Abu Hamza: panto villain or terrorist mastermind?
Part three: Why has Britain been so reluctant to pursue a man that the Americans describe as 'the real deal' and a 'freelance consultant to worldwide terrorist groups'?
Sunday 30 May 2004
The tabloids have their man. Abu Hamza al-Masri, the one-eyed, hook-handed villain from Central Casting, is finally behind bars, fighting extradition to America on terrorism charges. The only disappointment for those who have demanded for years that the inflammatory preacher be taken off the streets is that the US authorities have promised not to execute him - if found guilty, of course.
The arrest of the 47-year-old Islamist, who says his disabilities are the result of a mine-clearing accident in Afghanistan in 1993, will bring the first test of a new "fast track" extradition agreement reached between Britain and the US after the September 2001 attacks. The Home Secretary, David Blunkett, says he wants Mr Hamza sent to the US as quickly as possible, but the courts may take a different view as the Egyptian-born former nightclub bouncer seeks to appeal if the extradition request is approved. The case could end up at the European Court of Human Rights, fought all the way - to the fury of the tabloids - on legal aid.
The Americans have prepared an 11-count indictment against Mr Hamza which depicts him as a mastermind of terrorism. It says he tried to set up a training camp for "violent jihad" at a ranch in Oregon and planned the kidnap of 18 Westerners in Yemen in 1998, an episode that ended in the deaths of four hostages. The kidnappers were seeking the release of Islamists including Abu Hamza's son and godson, who were later jailed for plotting to attack Western targets in Yemen.
"Hamza is the real deal," Raymond Kelly, New York City's police commissioner, told The New York Times. "He is suspected of providing material support to trainees in Osama bin Laden's terrorist camps, as well as dispatching associates from England to help establish a jihad training site on US soil. Think of him as a freelance consultant to terrorist groups worldwide."
American officials have frequently expressed surprise and frustration that Abu Hamza has been free to walk the streets of London, despite his open extremism and bloodcurdling speeches, in which he has reportedly supported blowing up airliners, committing suicide attacks in Britain and killing all Jews above the age of 15. "Every single terrorist suspect who has passed through Britain has left a trail of slime back to Hamza," said Andrew Dismore, the Labour MP for Hendon, who has long campaigned against him.
But last week Mr Blunkett repeated the official line, insisting Britain did not have evidence against the preacher that was admissible in court. "Had we evidence in this country of a crime here, then of course the police and the Attorney General would have taken action," he said. The US says it has evidence of Mr Hamza's involvement in the Yemen kidnapping - where three of the four hostages who died were British - from an electronic intercept, but Mr Blunkett said: "We do not use intercept in open court."
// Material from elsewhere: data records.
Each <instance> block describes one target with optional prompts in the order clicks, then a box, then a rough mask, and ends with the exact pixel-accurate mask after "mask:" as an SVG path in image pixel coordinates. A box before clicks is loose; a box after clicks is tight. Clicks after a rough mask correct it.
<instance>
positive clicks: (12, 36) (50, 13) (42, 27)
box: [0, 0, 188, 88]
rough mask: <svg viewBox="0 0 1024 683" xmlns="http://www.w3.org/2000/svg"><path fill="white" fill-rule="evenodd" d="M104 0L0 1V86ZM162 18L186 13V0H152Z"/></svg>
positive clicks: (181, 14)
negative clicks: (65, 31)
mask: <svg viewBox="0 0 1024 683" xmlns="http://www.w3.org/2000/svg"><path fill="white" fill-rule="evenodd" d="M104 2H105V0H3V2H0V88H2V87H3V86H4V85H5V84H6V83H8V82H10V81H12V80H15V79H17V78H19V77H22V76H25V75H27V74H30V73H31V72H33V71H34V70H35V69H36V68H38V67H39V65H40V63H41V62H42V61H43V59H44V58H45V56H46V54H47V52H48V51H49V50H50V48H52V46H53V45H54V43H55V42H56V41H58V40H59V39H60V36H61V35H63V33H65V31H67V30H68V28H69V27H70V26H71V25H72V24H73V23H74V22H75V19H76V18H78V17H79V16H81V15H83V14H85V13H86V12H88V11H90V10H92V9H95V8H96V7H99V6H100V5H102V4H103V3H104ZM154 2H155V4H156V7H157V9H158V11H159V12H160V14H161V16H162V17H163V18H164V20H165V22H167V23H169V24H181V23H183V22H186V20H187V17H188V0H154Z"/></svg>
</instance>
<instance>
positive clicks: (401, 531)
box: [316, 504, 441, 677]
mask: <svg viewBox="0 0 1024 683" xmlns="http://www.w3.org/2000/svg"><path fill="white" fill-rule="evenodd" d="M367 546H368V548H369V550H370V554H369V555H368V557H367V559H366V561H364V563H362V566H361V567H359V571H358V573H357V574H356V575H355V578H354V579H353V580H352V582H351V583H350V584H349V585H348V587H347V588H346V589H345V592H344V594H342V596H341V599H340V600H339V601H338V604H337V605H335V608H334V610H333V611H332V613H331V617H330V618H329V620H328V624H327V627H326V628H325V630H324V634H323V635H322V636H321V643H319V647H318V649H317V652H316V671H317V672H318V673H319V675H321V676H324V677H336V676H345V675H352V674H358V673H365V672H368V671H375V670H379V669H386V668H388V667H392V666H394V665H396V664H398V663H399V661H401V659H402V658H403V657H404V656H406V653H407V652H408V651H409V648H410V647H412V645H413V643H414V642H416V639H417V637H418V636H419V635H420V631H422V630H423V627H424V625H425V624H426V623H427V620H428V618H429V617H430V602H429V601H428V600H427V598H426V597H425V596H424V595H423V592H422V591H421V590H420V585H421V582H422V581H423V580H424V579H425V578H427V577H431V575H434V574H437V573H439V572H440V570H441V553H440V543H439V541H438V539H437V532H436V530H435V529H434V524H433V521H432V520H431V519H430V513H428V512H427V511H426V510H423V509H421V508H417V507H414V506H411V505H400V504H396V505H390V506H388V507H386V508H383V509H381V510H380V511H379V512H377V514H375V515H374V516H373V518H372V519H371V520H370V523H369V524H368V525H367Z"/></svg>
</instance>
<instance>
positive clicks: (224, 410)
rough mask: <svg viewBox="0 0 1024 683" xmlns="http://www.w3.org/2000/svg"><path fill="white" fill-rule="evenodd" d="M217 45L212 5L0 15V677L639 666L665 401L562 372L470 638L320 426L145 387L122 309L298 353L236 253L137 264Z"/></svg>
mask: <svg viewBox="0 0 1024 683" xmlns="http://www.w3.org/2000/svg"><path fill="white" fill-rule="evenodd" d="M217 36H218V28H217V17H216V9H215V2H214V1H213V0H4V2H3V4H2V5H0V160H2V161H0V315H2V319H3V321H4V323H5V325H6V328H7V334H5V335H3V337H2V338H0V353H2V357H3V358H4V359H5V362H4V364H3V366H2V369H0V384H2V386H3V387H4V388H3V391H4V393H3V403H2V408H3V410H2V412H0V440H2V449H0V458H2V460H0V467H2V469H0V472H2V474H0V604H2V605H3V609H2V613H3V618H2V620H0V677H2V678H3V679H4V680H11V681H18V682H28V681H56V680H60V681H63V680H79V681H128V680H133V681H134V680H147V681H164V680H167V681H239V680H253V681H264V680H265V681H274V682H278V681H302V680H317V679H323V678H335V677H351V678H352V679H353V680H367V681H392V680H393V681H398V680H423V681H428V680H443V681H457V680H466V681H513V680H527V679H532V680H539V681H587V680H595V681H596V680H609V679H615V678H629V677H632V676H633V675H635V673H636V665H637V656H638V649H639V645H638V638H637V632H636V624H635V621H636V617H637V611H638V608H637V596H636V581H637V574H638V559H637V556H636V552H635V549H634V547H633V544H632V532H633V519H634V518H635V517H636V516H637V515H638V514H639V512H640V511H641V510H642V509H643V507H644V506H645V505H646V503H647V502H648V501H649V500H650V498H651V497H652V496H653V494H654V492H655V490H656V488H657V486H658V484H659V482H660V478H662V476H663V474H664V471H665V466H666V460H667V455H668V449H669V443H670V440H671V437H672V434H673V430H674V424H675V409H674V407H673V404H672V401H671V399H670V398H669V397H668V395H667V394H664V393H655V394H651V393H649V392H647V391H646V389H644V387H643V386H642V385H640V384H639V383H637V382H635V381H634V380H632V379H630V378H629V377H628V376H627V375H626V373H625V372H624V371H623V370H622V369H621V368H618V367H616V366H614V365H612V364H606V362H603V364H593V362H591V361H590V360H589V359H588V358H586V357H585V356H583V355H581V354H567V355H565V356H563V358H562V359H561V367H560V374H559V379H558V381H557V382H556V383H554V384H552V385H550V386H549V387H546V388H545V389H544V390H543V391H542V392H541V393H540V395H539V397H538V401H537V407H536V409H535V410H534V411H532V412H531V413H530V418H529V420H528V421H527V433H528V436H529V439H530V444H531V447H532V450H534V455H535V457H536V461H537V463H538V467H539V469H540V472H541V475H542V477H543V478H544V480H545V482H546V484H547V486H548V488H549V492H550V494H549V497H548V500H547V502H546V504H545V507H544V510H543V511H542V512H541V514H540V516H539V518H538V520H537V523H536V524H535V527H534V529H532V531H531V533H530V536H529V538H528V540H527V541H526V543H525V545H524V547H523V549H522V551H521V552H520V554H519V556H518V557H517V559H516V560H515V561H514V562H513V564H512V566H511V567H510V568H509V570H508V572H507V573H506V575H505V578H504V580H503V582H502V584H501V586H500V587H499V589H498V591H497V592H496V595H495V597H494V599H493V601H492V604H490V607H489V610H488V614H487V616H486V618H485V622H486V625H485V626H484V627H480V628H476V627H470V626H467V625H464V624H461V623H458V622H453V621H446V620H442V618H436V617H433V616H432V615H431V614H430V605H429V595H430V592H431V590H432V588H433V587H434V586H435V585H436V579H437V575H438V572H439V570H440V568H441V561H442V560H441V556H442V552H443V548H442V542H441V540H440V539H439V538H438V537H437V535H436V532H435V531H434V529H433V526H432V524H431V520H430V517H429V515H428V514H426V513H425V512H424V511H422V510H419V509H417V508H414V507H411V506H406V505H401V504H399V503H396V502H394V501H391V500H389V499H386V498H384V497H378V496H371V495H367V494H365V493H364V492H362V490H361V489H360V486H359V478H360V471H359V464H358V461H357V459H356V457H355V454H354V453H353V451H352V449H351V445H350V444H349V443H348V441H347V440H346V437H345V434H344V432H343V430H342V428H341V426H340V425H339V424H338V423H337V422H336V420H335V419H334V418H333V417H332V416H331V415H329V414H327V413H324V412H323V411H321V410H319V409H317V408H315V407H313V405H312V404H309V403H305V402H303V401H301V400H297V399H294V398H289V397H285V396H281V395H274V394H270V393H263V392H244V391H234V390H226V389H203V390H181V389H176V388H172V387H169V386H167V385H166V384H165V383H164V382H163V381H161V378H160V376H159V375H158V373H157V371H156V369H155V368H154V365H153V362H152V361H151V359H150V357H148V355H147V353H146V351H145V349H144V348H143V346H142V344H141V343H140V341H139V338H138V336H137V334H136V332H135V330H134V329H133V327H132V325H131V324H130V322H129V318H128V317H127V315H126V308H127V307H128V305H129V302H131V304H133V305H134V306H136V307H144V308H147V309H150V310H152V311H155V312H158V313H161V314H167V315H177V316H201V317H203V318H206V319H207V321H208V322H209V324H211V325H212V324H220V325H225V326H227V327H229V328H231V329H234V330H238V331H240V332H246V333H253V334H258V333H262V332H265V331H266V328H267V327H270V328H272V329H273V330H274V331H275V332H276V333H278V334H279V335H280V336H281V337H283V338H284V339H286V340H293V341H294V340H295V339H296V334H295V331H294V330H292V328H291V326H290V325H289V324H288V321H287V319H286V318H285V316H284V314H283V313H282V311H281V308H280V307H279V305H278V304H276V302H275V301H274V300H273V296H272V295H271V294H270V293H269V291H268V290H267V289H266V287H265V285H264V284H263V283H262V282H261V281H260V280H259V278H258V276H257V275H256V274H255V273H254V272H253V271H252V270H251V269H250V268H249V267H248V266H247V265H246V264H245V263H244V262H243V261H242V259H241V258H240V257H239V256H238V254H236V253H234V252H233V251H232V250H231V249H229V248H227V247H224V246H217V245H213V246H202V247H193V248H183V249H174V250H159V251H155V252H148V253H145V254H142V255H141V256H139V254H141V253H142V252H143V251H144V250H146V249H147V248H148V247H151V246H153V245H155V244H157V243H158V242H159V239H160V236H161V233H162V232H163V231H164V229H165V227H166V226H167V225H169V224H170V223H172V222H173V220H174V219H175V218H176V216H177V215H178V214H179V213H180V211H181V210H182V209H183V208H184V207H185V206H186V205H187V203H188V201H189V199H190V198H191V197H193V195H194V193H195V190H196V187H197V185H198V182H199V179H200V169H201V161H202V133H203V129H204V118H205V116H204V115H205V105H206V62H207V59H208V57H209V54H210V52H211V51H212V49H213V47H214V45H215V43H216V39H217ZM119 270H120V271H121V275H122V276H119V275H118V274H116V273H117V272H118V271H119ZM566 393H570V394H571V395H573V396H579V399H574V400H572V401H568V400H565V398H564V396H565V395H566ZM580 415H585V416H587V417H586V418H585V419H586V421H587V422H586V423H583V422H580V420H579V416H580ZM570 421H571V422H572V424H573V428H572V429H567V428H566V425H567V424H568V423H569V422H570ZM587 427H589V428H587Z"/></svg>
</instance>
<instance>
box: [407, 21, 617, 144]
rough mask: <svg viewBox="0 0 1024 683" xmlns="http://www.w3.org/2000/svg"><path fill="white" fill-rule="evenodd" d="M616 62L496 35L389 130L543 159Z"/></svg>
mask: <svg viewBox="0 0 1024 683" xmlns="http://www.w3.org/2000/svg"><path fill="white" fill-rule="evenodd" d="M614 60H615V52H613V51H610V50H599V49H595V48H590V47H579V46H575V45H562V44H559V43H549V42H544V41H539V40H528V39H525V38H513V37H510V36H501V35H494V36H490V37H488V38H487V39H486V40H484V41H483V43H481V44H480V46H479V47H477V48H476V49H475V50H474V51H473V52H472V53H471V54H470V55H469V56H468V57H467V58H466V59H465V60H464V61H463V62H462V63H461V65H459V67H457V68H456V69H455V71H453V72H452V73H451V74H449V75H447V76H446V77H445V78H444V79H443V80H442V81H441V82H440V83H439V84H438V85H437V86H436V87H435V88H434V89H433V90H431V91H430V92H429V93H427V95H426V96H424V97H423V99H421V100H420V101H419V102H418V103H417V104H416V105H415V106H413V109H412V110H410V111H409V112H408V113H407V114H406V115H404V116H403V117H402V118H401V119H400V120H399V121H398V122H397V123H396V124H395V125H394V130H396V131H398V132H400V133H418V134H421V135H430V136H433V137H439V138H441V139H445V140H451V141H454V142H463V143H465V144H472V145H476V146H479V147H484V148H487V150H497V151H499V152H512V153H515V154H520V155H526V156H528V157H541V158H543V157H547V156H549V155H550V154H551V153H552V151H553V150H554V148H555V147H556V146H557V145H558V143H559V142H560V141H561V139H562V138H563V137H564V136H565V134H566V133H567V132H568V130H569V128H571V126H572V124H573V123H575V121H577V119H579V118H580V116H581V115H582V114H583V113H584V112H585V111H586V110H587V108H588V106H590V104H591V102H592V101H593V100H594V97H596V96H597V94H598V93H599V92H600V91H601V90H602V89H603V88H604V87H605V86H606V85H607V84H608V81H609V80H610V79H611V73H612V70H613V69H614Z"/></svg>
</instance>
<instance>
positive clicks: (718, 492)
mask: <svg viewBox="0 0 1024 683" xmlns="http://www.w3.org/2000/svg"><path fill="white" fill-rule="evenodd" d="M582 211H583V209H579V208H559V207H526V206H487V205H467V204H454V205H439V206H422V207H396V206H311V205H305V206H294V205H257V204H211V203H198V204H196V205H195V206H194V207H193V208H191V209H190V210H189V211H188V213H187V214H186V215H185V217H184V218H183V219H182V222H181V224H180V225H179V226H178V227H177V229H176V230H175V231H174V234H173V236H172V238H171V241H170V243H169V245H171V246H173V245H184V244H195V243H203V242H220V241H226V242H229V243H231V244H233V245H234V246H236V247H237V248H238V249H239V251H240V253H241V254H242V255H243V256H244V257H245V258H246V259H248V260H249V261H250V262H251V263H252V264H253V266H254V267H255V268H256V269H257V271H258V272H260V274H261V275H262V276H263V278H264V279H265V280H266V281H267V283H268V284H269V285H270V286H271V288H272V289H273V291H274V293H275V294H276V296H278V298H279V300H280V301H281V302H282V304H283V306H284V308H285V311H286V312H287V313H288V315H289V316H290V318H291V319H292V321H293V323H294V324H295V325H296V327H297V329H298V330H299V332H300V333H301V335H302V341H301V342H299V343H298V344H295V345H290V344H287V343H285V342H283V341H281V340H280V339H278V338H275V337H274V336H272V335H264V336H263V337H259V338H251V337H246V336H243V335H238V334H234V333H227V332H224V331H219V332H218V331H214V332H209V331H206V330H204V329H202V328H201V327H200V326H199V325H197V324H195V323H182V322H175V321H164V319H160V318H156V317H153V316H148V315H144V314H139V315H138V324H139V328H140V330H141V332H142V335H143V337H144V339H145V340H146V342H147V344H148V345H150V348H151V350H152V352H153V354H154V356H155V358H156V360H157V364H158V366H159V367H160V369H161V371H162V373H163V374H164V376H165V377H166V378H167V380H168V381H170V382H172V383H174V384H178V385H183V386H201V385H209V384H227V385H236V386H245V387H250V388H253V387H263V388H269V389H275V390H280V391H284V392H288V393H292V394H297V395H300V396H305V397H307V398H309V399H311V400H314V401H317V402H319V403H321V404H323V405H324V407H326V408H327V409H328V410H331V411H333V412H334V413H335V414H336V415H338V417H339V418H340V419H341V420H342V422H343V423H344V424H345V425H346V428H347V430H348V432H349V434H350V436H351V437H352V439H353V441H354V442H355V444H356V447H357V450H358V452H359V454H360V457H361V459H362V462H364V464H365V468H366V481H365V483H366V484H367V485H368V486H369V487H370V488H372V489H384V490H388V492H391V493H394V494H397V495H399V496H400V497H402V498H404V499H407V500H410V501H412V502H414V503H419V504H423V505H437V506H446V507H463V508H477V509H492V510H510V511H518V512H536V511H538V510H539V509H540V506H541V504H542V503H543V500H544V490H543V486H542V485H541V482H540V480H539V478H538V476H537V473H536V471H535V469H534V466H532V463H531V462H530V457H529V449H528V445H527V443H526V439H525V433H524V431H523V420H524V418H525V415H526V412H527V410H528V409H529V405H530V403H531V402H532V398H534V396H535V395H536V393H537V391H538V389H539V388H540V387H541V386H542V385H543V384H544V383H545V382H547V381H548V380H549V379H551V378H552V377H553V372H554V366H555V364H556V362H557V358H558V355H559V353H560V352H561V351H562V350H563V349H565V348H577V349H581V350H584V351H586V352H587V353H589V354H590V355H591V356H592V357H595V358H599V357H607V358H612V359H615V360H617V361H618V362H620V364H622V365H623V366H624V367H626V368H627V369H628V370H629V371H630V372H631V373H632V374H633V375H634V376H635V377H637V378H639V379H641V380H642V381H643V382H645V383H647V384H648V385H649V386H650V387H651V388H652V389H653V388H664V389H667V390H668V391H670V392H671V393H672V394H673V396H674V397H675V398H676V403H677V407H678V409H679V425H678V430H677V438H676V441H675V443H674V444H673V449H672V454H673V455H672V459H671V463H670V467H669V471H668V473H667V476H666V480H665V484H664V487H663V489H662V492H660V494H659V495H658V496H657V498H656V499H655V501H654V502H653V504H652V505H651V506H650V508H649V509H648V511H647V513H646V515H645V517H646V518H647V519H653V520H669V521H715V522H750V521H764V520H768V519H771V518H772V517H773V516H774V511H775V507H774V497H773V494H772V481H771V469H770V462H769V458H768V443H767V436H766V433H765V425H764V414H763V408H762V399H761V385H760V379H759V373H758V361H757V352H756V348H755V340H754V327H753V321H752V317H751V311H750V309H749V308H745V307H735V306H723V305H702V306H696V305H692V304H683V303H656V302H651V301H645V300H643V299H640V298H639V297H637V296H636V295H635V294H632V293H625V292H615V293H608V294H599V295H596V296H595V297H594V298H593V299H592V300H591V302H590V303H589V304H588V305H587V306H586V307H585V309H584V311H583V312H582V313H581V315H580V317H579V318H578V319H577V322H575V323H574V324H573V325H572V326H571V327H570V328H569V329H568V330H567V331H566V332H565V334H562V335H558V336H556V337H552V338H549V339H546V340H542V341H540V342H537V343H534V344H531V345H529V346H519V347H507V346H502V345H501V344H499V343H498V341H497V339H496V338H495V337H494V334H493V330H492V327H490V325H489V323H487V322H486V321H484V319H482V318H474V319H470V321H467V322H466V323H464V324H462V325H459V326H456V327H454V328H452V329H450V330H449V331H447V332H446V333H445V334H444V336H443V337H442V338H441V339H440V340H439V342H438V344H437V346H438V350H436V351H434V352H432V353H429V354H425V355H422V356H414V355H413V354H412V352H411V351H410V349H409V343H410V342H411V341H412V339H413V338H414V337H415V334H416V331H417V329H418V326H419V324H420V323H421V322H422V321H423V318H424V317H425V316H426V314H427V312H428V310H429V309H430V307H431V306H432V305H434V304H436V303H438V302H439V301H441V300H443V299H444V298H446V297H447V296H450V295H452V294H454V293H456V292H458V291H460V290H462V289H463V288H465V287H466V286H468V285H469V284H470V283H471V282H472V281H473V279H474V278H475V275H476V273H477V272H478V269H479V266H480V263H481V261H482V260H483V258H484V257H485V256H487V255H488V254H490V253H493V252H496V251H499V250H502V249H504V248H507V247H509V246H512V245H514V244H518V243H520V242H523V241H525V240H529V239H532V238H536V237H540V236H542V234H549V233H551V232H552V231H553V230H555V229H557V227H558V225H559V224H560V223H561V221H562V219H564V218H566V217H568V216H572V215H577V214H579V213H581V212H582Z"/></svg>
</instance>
Why have the British authorities seemed so reluctant to pursue Abu Hamza? Is it because they see him as a buffoon who revels in his image as a hate figure, and who would be more dangerous if allowed to pose as a martyr? Or, as some in the US and France have claimed, because there is an unspoken deal allowing extremists like him to operate here, as long as there are no attacks in Britain?
Yet another theory has it that he is useful to the security services because he attracts young hotheads who are potential recruits for terrorism by more shadowy figures. At least the authorities know where to find them, according to this view; with their mentor off the scene they might disperse and be less easy to keep under observation.
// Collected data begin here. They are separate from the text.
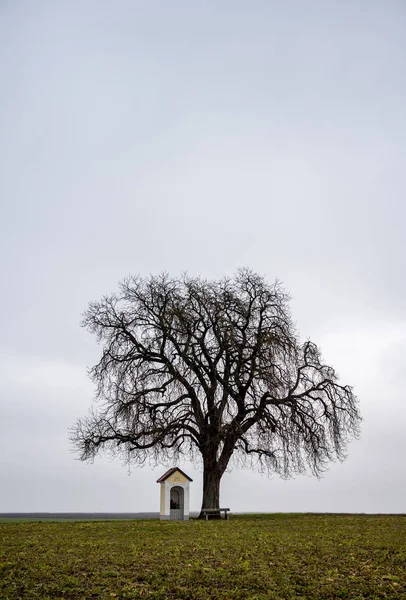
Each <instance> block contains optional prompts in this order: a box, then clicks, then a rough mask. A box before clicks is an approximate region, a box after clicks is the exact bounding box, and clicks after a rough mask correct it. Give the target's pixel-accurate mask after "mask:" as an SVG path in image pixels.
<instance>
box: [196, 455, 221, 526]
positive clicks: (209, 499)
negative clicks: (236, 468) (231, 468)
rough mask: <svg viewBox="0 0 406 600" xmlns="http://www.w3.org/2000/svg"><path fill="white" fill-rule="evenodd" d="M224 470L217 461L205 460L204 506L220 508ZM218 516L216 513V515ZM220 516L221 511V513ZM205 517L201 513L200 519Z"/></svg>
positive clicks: (204, 478) (204, 482) (202, 501)
mask: <svg viewBox="0 0 406 600" xmlns="http://www.w3.org/2000/svg"><path fill="white" fill-rule="evenodd" d="M221 476H222V472H221V470H220V469H219V466H218V464H217V463H215V462H213V461H206V460H204V461H203V500H202V509H203V508H220V481H221ZM214 516H216V515H214ZM218 516H220V513H219V515H218ZM202 518H204V515H203V514H202V513H200V515H199V519H202Z"/></svg>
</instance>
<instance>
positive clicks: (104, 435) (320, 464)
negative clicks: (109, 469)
mask: <svg viewBox="0 0 406 600" xmlns="http://www.w3.org/2000/svg"><path fill="white" fill-rule="evenodd" d="M83 325H84V326H85V327H86V328H87V329H88V330H89V331H90V332H91V333H92V334H95V336H96V337H97V340H98V342H99V343H100V344H101V346H102V355H101V358H100V361H99V362H98V363H97V364H96V365H95V366H94V367H93V368H92V369H91V371H90V376H91V378H92V380H93V381H94V382H95V384H96V388H97V398H98V405H97V407H96V409H95V410H93V411H92V412H91V413H90V414H89V415H88V416H87V417H85V418H82V419H80V420H78V421H77V423H76V425H75V427H74V428H73V429H72V432H71V438H72V440H73V442H74V444H75V446H76V448H77V449H78V451H79V453H80V457H81V459H82V460H89V459H92V458H94V456H95V455H96V454H97V453H98V452H99V451H100V450H101V449H105V450H110V451H112V452H113V453H114V454H119V455H121V456H122V457H124V459H125V460H126V461H129V462H131V463H133V464H138V465H142V464H144V463H145V461H152V462H154V463H159V462H163V463H165V464H167V463H169V462H176V461H178V460H179V459H180V458H182V457H184V458H186V459H188V460H193V461H198V460H199V459H201V461H202V464H203V502H202V507H206V508H208V507H214V508H215V507H218V506H219V487H220V480H221V477H222V475H223V473H224V472H225V470H226V469H227V467H228V465H229V464H230V460H233V461H237V462H240V463H242V464H245V465H246V464H247V463H248V464H249V465H250V466H251V467H253V468H259V469H263V470H267V471H269V472H275V473H278V474H280V475H281V476H283V477H289V476H291V475H293V474H295V473H302V472H304V471H306V470H310V472H311V473H312V474H314V475H316V476H319V475H320V474H321V473H322V472H323V470H324V469H325V468H326V466H327V464H328V462H329V461H331V460H334V459H336V458H338V459H340V460H342V459H343V458H344V457H345V451H346V447H347V442H348V441H349V440H350V438H351V437H354V436H357V435H358V432H359V423H360V414H359V409H358V401H357V398H356V396H355V395H354V393H353V390H352V388H351V387H350V386H348V385H343V384H341V383H340V382H339V379H338V376H337V374H336V372H335V371H334V369H333V368H332V367H330V366H328V365H326V364H324V362H323V360H322V358H321V354H320V351H319V349H318V347H317V346H316V345H315V344H314V343H313V342H311V341H306V342H305V343H303V344H301V343H300V341H299V337H298V334H297V332H296V329H295V326H294V324H293V321H292V318H291V314H290V310H289V296H288V295H287V294H286V292H285V291H284V290H283V288H282V286H281V284H280V283H278V282H275V283H274V284H272V285H269V284H267V283H266V282H265V280H264V279H263V278H262V277H260V276H259V275H257V274H255V273H253V272H251V271H249V270H247V269H241V270H239V271H238V272H237V274H236V276H235V277H233V278H224V279H221V280H219V281H208V280H204V279H201V278H193V277H189V276H187V275H184V276H182V277H180V278H172V277H170V276H168V275H167V274H162V275H158V276H151V277H149V278H142V277H138V276H135V277H129V278H127V279H125V280H124V281H122V282H121V284H120V286H119V292H118V293H116V294H112V295H110V296H105V297H104V298H102V300H101V301H99V302H93V303H91V304H90V305H89V307H88V309H87V311H86V313H85V314H84V318H83Z"/></svg>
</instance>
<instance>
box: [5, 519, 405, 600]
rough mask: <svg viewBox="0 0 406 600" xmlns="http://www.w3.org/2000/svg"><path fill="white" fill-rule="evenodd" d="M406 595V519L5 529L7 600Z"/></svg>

It was never going to be possible, however, to ignore the clamour for action indefinitely. A British citizen through his marriage to a British woman he has since divorced, he began preaching at the Finsbury Park Mosque in London after returning from Afghanistan. His ability to speak English and inflammatory rhetoric attracted young British-born Muslims, but also brought heavy media attention, to the despair of more moderate Muslims who say his influence is marginal.
Since September 2001, however, he has been linked to Feroz Abbasi, one of the Britons held at Guantanamo Bay in Cuba, whose mother believes her son was "brainwashed" by Mr Hamza during his visits to the mosque; the "shoe bomber", Richard Reid, and the British would-be suicide bomber Omar Sharif, who was involved in an attack in Tel Aviv.
Forced out into the street to preach since early last year, and fighting an attempt by Mr Blunkett to strip him of his citizenship, Mr Hamza now faces claims from another former acolyte, James Ujaama, that he sent two associates to a ranch near Bly, Oregon, to investigate setting up a jihad training camp in 1999. According to Ujaama, who received a light sentence in Seattle in return for his testimony, the scheme fell through for lack of recruits.
If the case succeeds, it would be the first proof that Abu Hamza intended turning his words into action. Conveniently for US and British governments both facing elections in the next 12 to 15 months, it may take considerably longer to come to trial. And in the meantime the turbulent preacher is out of the way.